La película, de acción y con algunas escenas eróticas, terminó por desencadenar el infierno:
-¡Rosa, dejame verte en enaguas, estoy desesperado!
-¡Somos primos hermanos! ¿Cómo podés decir eso?
-¡Ma qué primos ni ocho cuartos, bajate la bombacha que te parto al medio!

Rosa no salía de su asombro. Aquel hombre se había vuelto loco… o quizá siempre fue un farsante. Sí, eso es, fue un farsante, la grandísima puta. Lo malo es que llegó a quererlo, a tomarle profundo cariño, y si lo echara ahora sentiría un vacío profundo. Tenía también sus virtudes aquel pordiosero, no era falsamente educado como muchas amistades de Rosa, no tenía interés como otras amistades, aunque se descubriera que todo en él fue por interés, pero era un hombre acostumbrado a una casucha miserable y quiera o no quiera era humilde. Quizás ni él mismo lo supiera, pero esperaba de la vida solo un plato de comida y un poco de afecto. Por eso lo dejó hacer, se abrió la blusa y lo dejó acercarse.
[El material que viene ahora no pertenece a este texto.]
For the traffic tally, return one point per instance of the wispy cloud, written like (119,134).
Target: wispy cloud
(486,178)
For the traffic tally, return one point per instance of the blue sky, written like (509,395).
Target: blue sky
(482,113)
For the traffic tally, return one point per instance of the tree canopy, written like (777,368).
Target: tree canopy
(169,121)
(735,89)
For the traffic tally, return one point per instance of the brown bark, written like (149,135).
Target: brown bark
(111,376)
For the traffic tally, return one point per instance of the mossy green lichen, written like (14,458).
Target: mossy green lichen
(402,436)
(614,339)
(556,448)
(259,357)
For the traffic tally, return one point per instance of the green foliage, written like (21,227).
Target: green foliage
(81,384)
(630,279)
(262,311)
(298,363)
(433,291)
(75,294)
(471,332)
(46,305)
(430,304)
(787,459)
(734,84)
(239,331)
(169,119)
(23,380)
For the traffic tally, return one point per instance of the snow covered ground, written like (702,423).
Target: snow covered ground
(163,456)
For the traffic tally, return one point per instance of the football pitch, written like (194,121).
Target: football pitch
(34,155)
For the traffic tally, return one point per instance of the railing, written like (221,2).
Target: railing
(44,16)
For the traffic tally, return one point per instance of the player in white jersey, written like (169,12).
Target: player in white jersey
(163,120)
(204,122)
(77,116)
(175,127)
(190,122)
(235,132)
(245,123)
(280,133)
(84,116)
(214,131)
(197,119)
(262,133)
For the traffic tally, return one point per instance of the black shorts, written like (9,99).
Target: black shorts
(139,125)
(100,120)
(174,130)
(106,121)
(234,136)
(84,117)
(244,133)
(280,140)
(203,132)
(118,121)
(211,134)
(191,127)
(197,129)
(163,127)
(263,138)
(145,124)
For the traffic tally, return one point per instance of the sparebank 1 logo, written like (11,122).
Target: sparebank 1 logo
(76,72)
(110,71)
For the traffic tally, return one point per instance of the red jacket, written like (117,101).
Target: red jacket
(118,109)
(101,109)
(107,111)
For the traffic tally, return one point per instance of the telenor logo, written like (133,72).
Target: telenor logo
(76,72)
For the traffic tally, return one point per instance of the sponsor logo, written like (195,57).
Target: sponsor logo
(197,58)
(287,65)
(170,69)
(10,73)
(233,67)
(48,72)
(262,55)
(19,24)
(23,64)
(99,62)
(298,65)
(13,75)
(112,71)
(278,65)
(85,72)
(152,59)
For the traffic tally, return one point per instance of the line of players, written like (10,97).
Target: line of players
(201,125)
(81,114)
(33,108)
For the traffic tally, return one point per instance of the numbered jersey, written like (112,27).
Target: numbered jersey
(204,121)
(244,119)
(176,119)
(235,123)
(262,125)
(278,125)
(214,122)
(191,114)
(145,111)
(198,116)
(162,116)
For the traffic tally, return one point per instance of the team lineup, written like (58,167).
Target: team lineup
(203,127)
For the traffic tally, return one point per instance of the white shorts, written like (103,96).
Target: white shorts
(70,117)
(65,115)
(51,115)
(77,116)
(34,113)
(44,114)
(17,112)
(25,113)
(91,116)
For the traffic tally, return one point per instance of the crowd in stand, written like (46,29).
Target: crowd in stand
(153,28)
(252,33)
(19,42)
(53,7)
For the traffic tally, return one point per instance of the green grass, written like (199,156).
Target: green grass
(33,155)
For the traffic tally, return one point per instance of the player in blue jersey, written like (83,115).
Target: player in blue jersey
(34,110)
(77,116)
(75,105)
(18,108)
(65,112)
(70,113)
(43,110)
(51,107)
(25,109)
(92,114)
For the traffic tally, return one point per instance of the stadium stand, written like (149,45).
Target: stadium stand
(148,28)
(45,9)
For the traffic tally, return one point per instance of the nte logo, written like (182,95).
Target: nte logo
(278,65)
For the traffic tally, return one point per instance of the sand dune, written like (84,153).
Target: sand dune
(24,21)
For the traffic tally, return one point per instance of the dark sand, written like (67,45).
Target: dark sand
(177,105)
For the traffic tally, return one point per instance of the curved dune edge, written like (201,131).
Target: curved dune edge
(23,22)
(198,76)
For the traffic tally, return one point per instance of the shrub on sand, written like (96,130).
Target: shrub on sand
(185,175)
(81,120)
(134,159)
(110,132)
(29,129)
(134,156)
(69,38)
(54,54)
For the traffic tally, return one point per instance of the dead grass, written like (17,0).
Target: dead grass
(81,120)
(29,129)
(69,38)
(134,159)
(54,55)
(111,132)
Se quitó la pollera y quedó inmóvil ante él, que la miraba mientras un hilo de baba se deslizaba por la comisura gastada de la boca. Cuando la vio totalmente desnuda, indefensa y entregada, Jorge se apartó. Luego tomó su viejo saco y la cubrió poniéndoselo sobre los hombros. Se detuvo simplemente. No consideraba una indecencia vivir en una pieza cómoda y limpia y comer todos los días, pero no se aprovecharía de la mujer que lo había recibido y le había tendido una mano. Ella se rascó, las pulgas del saco habían pasado a ella, pero por primera vez le gustaron esas pulgas. Volvió a vestirse con su propia ropa, pero no le devolvió el saco, sino que lo dobló y lo llevó en dirección al lavarropas, mientras dijo con voz firme:

-¡No volverás más a esa casucha, no quiero pulgas acá!
-Sí, hermanita… qué ricaza estás… -musitó él, aún perplejo de no haberse aprovechado de ese carnoso cuerpo que movía las ancas como una madura diosa.
Solo volvió una vez más a la casucha, para traer el Winco y sus discos, aunque pronto fueron a parar a la basura. Y cierta vez Rosa, para seguirle el juego en sus mentiras, le preguntó si sabía alguna palabra en el idioma cracovio (o como se diga). Jorge empezó a improvisar y luego calló como un pájaro que se dobla en dos cielos.
-¿Y lo del castillo es cierto, hermanito?
-Hay castillos en la tierra… y también castillos en el aire -respondió para salir de la situación de algún modo.
Ella rió. Por supuesto que lo imaginaba. Pero no le importaban los castillos. Cada vez asistía menos a las fiestas con sus amigos. Ese egoísta que tenía al lado era su mejor compañía en el mundo, el mundo que conocía y en el que la mayoría no eran egoístas porque nunca tuvieron la necesidad de serlo.

A veces miraban «La dama y el vagabundo», apoltronados en el amplio y lujoso sillón, o miraban una película de Claude Lelouch, el Disney de los adultos.